Shortly after, with financing from this fund as well as additional support from the Shevchenko Foundation as well as private donors, a group of motivated individuals, led by a childhood friend of mine, James Slobodian from the nearby town of Rouyn-Noranda Quebec, purchased some of the land on which the camp stood, and proceeded to create the Spirit Lake Camp Interpretive Centre. This museum is housed in the renovated church building and is the only such permanent structure housing exhibits and artifacts that have been recovered from excavations at the site of the former camp. Memorial plaques have been installed at the site of the other 24 camps, but none of them have a proper museum like Spirit Lake to tell the full internment camp story. The Centre was officially opened in December of 2011, and since then has received over 20,000 visitors from not only Canada, but around the world.
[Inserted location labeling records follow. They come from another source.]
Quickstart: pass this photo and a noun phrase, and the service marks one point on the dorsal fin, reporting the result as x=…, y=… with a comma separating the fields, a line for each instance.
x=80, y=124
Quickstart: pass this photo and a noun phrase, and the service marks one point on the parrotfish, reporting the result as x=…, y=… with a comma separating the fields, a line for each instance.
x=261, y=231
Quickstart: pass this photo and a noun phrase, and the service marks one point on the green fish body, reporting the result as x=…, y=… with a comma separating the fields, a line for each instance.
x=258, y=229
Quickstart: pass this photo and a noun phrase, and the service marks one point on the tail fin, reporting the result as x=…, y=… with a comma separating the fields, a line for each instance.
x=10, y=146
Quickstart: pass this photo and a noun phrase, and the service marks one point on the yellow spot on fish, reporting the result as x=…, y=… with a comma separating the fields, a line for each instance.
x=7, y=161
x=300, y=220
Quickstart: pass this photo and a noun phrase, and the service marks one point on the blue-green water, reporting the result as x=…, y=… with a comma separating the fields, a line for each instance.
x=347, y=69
I was privileged to have visited the Spirit Lake Camp a month ago and received a personal and particularly moving tour from James Slobodian, the dedicated dynamo that is behind the creation and current success of Spirit Lake. My connection to James is a personal one, as his sister Olga was my godmother. James is one of the few Ukrainians still left in the area, but that has not stopped or discouraged him from undertaking the noble cause of making sure that the Spirit Lake story is properly told. The wounds of the internment experience of a century ago have only served to strengthen his own spirit, and has motivated him to try and make Spirit Lake become a truly spiritual experience once more. It is a pilgrimage that I would recommend to all Ukrainians living in Canada.